Really Learning Beethoven

We’re glad so many of you are enjoying our “7 Days to Beethoven” mini-course.

My own journey to Beethoven has been life-long, starting from age seven when I played my first Beethoven Écossaise. There were significant stages along the way, such as learning to rip through the last movement of the Moonlight Sonata (about as un-moonlight-y as you can get!).

But the real mountain-peak came during the second year of my doctoral coursework. I was fortunate to squeeze into a seminar on 18th-century musical form given by Dr. Bathia Churgin, a visiting professor of musicology from Bar-Ilan University in Israel. She could sing every note of music popular during Beethoven’s lifetime (including the individual orchestral parts)! Or so it seemed. She had us terrified.

Yet we adored her. She taught us to hear—really hear—the sound of music from Beethoven’s day. If we would work to internalize the musical style of Beethoven’s youth, she insisted, we could realize what he did to expand that style. I’ve never taken so many notes as I did during her lectures.

BeethovenhomeDr. Churgin’s course was followed by a seminar on Beethoven’s Sketchbooks. The visiting professor, Douglas Johnson, established himself early as a super-star of Beethoven scholarship, but he still had to get that pesky dissertation done. (He actually had to fly it out to his California university to meet the deadline).

Before we could pour over Beethoven’s messy sketches, though, he had a surprise for us. In the first class on a Thursday, he matter-of-factly announced that, since so much of the serious literature would refer to Beethoven’s pieces by opus numbers (the number given to a composition at publication), we’d best learn them by heart. We had, after all, an entire weekend to “brush up” on them before Tuesday’s class, when there would be a quiz.

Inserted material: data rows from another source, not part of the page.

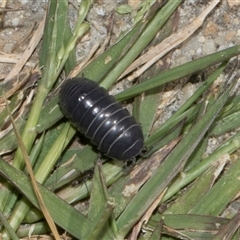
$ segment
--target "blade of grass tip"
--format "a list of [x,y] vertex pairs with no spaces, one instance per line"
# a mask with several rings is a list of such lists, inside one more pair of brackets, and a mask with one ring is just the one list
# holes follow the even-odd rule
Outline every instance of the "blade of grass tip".
[[185,187],[187,184],[189,184],[198,176],[200,176],[201,173],[206,171],[209,168],[209,166],[215,161],[217,161],[220,157],[222,157],[225,154],[233,153],[239,147],[240,147],[240,133],[236,134],[235,136],[230,138],[227,142],[222,144],[210,156],[203,159],[199,164],[197,164],[191,170],[177,177],[176,180],[173,182],[173,184],[169,187],[163,200],[167,201],[174,194],[176,194],[181,188]]
[[[36,199],[29,177],[20,170],[0,159],[0,174],[8,179],[16,188],[26,196],[38,209],[40,206]],[[74,207],[57,197],[54,193],[38,184],[44,196],[44,202],[58,226],[78,239],[84,239],[83,234],[89,231],[91,222]]]
[[[23,140],[21,139],[20,133],[18,132],[18,129],[17,129],[15,123],[14,123],[14,119],[13,119],[12,114],[10,112],[7,100],[6,100],[6,107],[8,109],[9,116],[10,116],[10,119],[11,119],[11,122],[12,122],[12,125],[13,125],[13,129],[14,129],[14,132],[16,134],[16,137],[17,137],[17,140],[18,140],[18,143],[19,143],[19,147],[20,147],[20,149],[22,151],[22,155],[24,157],[24,160],[25,160],[25,163],[26,163],[26,166],[27,166],[27,170],[28,170],[29,175],[30,175],[30,179],[31,179],[31,182],[32,182],[32,186],[33,186],[34,192],[35,192],[36,197],[38,199],[39,206],[40,206],[40,208],[42,210],[43,215],[45,216],[46,221],[48,222],[48,225],[49,225],[50,229],[52,230],[52,233],[53,233],[54,237],[56,239],[60,239],[60,236],[58,234],[56,225],[53,222],[53,220],[51,218],[51,215],[49,214],[49,211],[46,208],[46,205],[45,205],[45,203],[43,201],[42,195],[41,195],[41,193],[40,193],[40,191],[38,189],[37,181],[35,179],[35,176],[34,176],[34,173],[33,173],[33,169],[32,169],[32,166],[31,166],[31,161],[30,161],[29,156],[27,154],[27,150],[26,150],[26,148],[24,146]],[[3,233],[3,236],[4,236],[4,233]]]
[[229,222],[221,226],[213,240],[230,240],[240,226],[240,213],[237,213]]
[[165,40],[163,40],[160,44],[151,48],[148,53],[143,54],[139,57],[135,62],[133,62],[128,69],[121,75],[121,77],[127,75],[128,73],[135,70],[139,65],[143,65],[140,69],[135,71],[131,76],[128,76],[128,80],[132,81],[137,77],[141,76],[146,69],[152,66],[156,61],[158,61],[161,57],[167,54],[173,48],[176,48],[179,44],[184,42],[187,38],[189,38],[198,28],[201,27],[207,15],[213,10],[214,7],[219,3],[220,0],[212,2],[206,9],[196,17],[189,25],[178,30],[177,33],[168,36]]
[[154,38],[157,32],[162,28],[168,18],[177,9],[182,1],[169,0],[161,9],[156,13],[146,26],[141,36],[136,40],[135,44],[129,51],[122,57],[118,64],[107,74],[101,86],[108,89],[123,73],[123,71],[132,63],[132,61],[142,52],[142,50]]
[[[50,1],[51,2],[51,1]],[[84,11],[88,11],[88,8],[86,8],[86,5],[89,7],[89,2],[86,3],[86,1],[83,2],[84,4],[84,7],[82,9],[84,9]],[[53,49],[56,47],[56,44],[54,43],[56,41],[56,32],[57,32],[57,28],[58,30],[62,27],[61,25],[59,25],[57,19],[58,19],[58,16],[57,14],[62,14],[61,12],[58,13],[57,10],[59,8],[59,5],[63,5],[63,6],[66,6],[67,7],[67,4],[65,4],[63,1],[60,1],[58,2],[58,4],[56,5],[56,11],[55,11],[55,24],[54,24],[54,29],[53,29],[53,33],[52,33],[52,42],[50,44],[50,52],[54,52],[53,55],[50,54],[49,56],[49,59],[50,59],[50,62],[54,62],[55,63],[55,67],[56,65],[59,66],[58,69],[56,69],[55,67],[52,69],[52,65],[47,65],[46,66],[46,69],[44,71],[44,74],[43,74],[43,77],[39,83],[39,86],[38,86],[38,89],[37,89],[37,94],[36,94],[36,97],[35,97],[35,100],[34,100],[34,103],[33,103],[33,106],[32,106],[32,109],[31,109],[31,112],[30,112],[30,115],[29,115],[29,118],[28,118],[28,121],[27,121],[27,124],[24,128],[24,131],[23,131],[23,134],[22,134],[22,138],[23,138],[23,141],[24,141],[24,144],[27,148],[27,151],[30,150],[30,148],[32,147],[32,144],[37,136],[37,132],[35,131],[35,127],[37,125],[37,122],[38,122],[38,119],[39,119],[39,115],[41,113],[41,108],[42,108],[42,105],[43,105],[43,102],[45,101],[45,98],[48,94],[48,92],[51,90],[51,87],[53,86],[54,82],[56,81],[57,79],[57,76],[58,74],[60,73],[60,71],[62,70],[67,58],[68,58],[68,55],[70,54],[70,52],[72,51],[72,49],[74,48],[74,44],[76,44],[76,41],[78,39],[78,37],[80,37],[82,34],[84,34],[84,32],[88,29],[89,25],[88,24],[83,24],[79,27],[79,29],[76,29],[76,32],[75,32],[75,35],[74,35],[74,41],[73,42],[70,42],[66,48],[66,51],[65,51],[65,54],[63,54],[63,50],[64,48],[61,48],[57,54],[55,54],[56,52],[56,49]],[[61,9],[64,9],[64,8],[61,8]],[[66,10],[65,10],[66,11]],[[87,12],[85,12],[85,15],[87,14]],[[79,17],[79,19],[81,20],[83,16]],[[64,23],[62,24],[66,24],[66,21],[64,21]],[[86,27],[87,26],[87,27]],[[58,31],[58,33],[61,33],[61,31]],[[64,58],[61,58],[61,55],[64,55]],[[53,59],[53,57],[55,57],[55,59]],[[48,59],[48,60],[49,60]],[[60,63],[59,63],[60,62]],[[34,130],[33,130],[34,129]],[[18,150],[16,155],[15,155],[15,158],[14,158],[14,161],[13,162],[16,162],[17,165],[20,164],[22,165],[22,155],[21,155],[21,151]],[[20,167],[18,165],[18,167]],[[9,193],[9,191],[6,191],[7,193]],[[5,195],[7,194],[5,193]],[[16,199],[16,196],[10,196],[10,198],[12,199],[13,198],[13,202],[14,202],[14,199]],[[12,201],[12,200],[10,200]]]
[[127,98],[134,97],[142,92],[150,89],[154,89],[163,84],[169,83],[173,80],[181,77],[199,72],[207,67],[213,66],[217,63],[221,63],[229,60],[230,58],[237,56],[240,53],[240,45],[230,47],[228,49],[219,51],[217,53],[210,54],[208,56],[199,58],[197,60],[185,63],[181,66],[169,69],[146,82],[139,83],[121,93],[115,95],[118,101],[123,101]]
[[[155,3],[155,7],[150,9],[152,11],[149,11],[148,15],[150,17],[154,16],[155,12],[161,7],[161,5],[162,3]],[[102,80],[103,77],[114,68],[114,65],[118,64],[121,57],[132,48],[132,45],[139,38],[146,24],[147,20],[138,22],[133,28],[128,30],[127,33],[120,36],[113,46],[108,48],[99,57],[94,59],[93,62],[87,65],[78,76],[85,76],[96,82]]]
[[92,221],[92,231],[85,235],[84,239],[112,239],[113,233],[109,224],[109,218],[112,215],[113,208],[114,200],[108,197],[102,165],[98,161],[94,171],[88,214]]
[[1,220],[1,224],[4,226],[4,228],[6,229],[9,237],[13,240],[19,240],[16,232],[12,229],[11,225],[8,223],[7,219],[5,218],[5,216],[3,215],[2,211],[0,211],[0,220]]
[[[143,213],[159,196],[173,178],[183,168],[188,157],[192,154],[202,137],[205,135],[217,114],[227,101],[234,85],[230,85],[215,101],[214,105],[199,120],[195,127],[191,128],[182,141],[167,156],[160,168],[156,170],[152,178],[140,189],[130,204],[120,215],[117,226],[119,239],[123,239]],[[191,147],[189,147],[191,146]]]
[[[39,183],[43,183],[45,181],[46,177],[52,170],[53,165],[56,163],[62,151],[75,134],[75,129],[70,126],[70,123],[65,124],[58,139],[54,142],[45,159],[36,170],[35,178]],[[31,206],[25,197],[18,202],[9,219],[13,229],[17,229],[19,227],[21,221],[25,218],[30,208]]]
[[17,236],[24,238],[26,236],[42,235],[50,231],[46,222],[37,222],[34,224],[24,224],[17,230]]
[[[224,157],[229,158],[229,156],[222,156],[223,159]],[[232,164],[230,169],[218,179],[215,185],[199,199],[192,208],[191,213],[212,216],[221,214],[240,191],[239,169],[240,161],[238,160]]]

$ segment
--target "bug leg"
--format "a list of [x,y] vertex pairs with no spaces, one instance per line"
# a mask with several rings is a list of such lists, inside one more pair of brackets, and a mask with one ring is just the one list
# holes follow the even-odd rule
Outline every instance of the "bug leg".
[[136,158],[131,158],[123,162],[124,174],[128,174],[136,165]]

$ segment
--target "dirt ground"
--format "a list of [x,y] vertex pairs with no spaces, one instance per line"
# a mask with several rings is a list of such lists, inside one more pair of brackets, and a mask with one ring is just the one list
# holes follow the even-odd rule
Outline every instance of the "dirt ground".
[[[77,17],[79,0],[69,0],[70,26],[73,26]],[[113,20],[112,40],[114,42],[121,32],[132,26],[132,19],[136,14],[136,5],[140,0],[95,0],[87,16],[91,24],[89,34],[78,44],[77,60],[84,60],[94,45],[101,45]],[[177,30],[190,24],[201,14],[211,1],[186,0],[178,9]],[[133,11],[130,14],[116,13],[116,7],[129,4]],[[4,81],[14,65],[28,47],[33,31],[43,20],[47,0],[0,0],[0,81]],[[112,15],[114,14],[114,18]],[[221,0],[220,3],[206,17],[202,26],[186,41],[175,47],[172,51],[170,68],[179,66],[202,56],[240,44],[240,1]],[[36,66],[40,46],[29,58],[24,68]],[[221,76],[219,81],[224,81]],[[127,87],[119,85],[117,91]],[[161,124],[194,92],[198,82],[179,81],[166,87],[163,93],[159,111],[162,112],[158,124]],[[218,142],[224,139],[212,138],[209,143],[208,153],[215,148]]]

“Brush-up”? I knew maybe a dozen out of the c. 140 needed: the piano sonatas I had played, and one or two of the symphonies. That was it.

And my classmates weren’t much better off. We spent the weekend drilling each other mercilessly. I doubt any of us got them all right. But we were flung headlong into the language of advanced Beethoven research where, indeed, his pieces really are referred to by opus number.

I’m not recommending that you take this project on. But if you do, expect to consume a lot of ice cream. Did I mention a Baskin-Robbins around the corner from the music library? After all, this happened in the days before Starbucks. In the days before email (just think: Prof. Johnson could have saved a transcontinental flight by sending an e-copy of his dissertation).

More importantly, I hope you too are blessed with similar memories: precious times when you were on fire with the desire to learn. Times when master teachers astonished you, and pushed you past your comfort zones.

For aren’t these are the times when our youthful aspirations are transformed into adult skills? When we grow up as thinkers, and as people of action? Definitely, for me, this critical process is wrapped up with the sound of Beethoven.

It’s also important to tell our children the stories of our own learning adventures. Maybe even ask them what Beethoven would say, if he knew someone 250 years later cared about his opus numbers, or his messy pen strokes on lines and spaces. I’ve always thought he would be pleased, and would take special delight in Mint Chocolate Chip.